A plausible implication is that while the dataset is extremely broad by current standards, fine-grained generalization across underrepresented obfuscators or the latest JavaScript language features may require supplementary data.

5. Format, Annotation, and Access

JSIMPLIFIER offers multiple modalities for each sample:

  • raw_js/: source .js files
  • ast_json/: AST dumps output via Esprima/Babel (JSON format)
  • metadata.json: per-sample record containing sample_id, source, size in bytes, token/AST counts, obfuscation score, 20-bit technique_flags, complexity score, and both entropy measures (text and AST)

The dataset is available under a CC-BY-4.0 license for data and MIT-style for code, facilitating open research use. Access is provided via Zenodo (DOI: 10.5281/zenodo.17531661) and GitHub (https://github.com/XingTuLab/JSIMPLIFIER, datasets/ subdirectory). Citation is as follows: Zhou et al., “From Obfuscated to Obvious: A Comprehensive JavaScript Deobfuscation Tool for Security Analysis,” NDSS 2026 (Zhou et al., 16 Dec 2025).

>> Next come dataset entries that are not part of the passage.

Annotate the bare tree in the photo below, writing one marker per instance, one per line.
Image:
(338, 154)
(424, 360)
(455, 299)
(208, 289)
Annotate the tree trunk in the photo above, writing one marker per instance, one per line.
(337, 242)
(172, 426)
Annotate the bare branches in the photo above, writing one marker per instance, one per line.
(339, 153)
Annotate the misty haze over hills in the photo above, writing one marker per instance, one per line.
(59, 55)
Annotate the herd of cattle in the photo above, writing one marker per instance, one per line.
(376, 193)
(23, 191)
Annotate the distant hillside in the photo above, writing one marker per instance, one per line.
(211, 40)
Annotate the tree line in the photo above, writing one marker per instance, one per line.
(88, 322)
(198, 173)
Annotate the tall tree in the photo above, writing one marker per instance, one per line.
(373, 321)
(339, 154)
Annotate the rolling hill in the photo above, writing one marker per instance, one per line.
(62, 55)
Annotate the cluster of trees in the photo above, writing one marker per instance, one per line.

6. Applications and Research Utility

JSIMPLIFIER is engineered to supply security researchers and software analysis practitioners with a comprehensive corpus for reproducible evaluation and comparative benchmarking of deobfuscation tools, malware detectors, and automated code analysis systems. By providing real-world and synthetic samples across every major obfuscation type, combined with detailed metrics and rich annotations, JSIMPLIFIER establishes new benchmarks for assessing code readability, structural simplification, and adversarial robustness in JavaScript security research. Key supported use cases include:

  • Training and validation of machine-learning models for automated deobfuscation and malware classification
  • Development of AST-based analysis and code normalization techniques
  • Robustness evaluation for detection tools against complex, multi-layer obfuscation seen in the wild
  • Quantitative analysis of code complexity, entropy, and human or LLM-based readability improvements after processing

The dataset thus directly addresses the need for standardized, real-world testbeds for security-oriented JavaScript analysis at scale (Zhou et al., 16 Dec 2025).